On Saturday, August 9, 2014 9:49:58 PM UTC+2, larry google groups wrote:
>
> Thank you for the responses. However, when I look here:
>
> http://clojure.org/multimethods
>
> I see that it says:
>
> "You can define hierarchical relationships with (derive child parent). 
> Child and parent can be either symbols or keywords, and must be 
> namespace-qualified"
>
> Is there any way I can establish a hierarchical relationship without it 
> being name-spaced qualified?
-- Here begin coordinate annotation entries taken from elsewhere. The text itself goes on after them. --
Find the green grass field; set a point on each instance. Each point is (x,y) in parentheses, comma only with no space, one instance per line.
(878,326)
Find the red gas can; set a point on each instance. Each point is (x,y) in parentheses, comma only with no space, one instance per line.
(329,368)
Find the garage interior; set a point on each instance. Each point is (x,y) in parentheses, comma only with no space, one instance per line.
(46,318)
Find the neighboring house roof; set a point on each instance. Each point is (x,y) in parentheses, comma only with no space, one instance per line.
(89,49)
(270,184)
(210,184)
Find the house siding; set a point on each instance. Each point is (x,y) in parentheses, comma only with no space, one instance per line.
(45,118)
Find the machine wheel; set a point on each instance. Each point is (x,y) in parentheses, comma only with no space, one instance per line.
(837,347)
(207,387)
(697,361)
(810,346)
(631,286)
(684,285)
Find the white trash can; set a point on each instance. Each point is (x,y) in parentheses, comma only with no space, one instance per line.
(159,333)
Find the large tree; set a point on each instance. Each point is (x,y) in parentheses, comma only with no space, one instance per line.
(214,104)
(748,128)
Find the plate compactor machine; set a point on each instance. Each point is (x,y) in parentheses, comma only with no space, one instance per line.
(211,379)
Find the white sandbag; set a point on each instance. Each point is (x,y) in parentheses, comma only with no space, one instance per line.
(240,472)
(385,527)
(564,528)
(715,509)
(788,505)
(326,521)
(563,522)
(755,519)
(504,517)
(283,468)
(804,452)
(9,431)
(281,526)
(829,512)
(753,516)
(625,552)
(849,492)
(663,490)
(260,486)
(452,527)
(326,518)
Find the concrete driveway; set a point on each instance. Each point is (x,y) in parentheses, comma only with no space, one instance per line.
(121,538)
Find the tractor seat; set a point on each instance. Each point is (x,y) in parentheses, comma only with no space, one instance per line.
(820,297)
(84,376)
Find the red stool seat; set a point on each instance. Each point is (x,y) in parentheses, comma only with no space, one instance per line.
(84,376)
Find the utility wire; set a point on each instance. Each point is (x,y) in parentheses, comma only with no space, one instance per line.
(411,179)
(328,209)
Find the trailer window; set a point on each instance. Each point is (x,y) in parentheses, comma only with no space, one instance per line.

I would like to be able to (slingshot/throw+ 
> {:type some-symbol}) and have this be caught in a different namespace, but 
> I need a way to match the some-symbol, and I would ideally like it if 
> some-symbol 
> might be part of a hierarchy, such that I'm matching again some-symbol's 
> parent. 
>
> Is that possible? 
>
> I guess I could hard-code all of the namespaces, such that the symbols are 
> all:
>
>  some-namespace/some-symbol 
>
> but that does great reduce the flexibility of the system.
>
>
>  
>
>
>
> On Saturday, August 9, 2014 3:30:33 PM UTC-4, James Reeves wrote:
>>
>> Jozef is correct, but to give some examples:
>>
>> (ns example.core
>>   (:require [example.other :as other]))
>>
>> (= ::foo :example.core/foo)
>> (= ::other/foo :example.other/foo)
>>
>> (not= :foo :example.core/foo)
>> (not= :example.core/foo :example.other/foo)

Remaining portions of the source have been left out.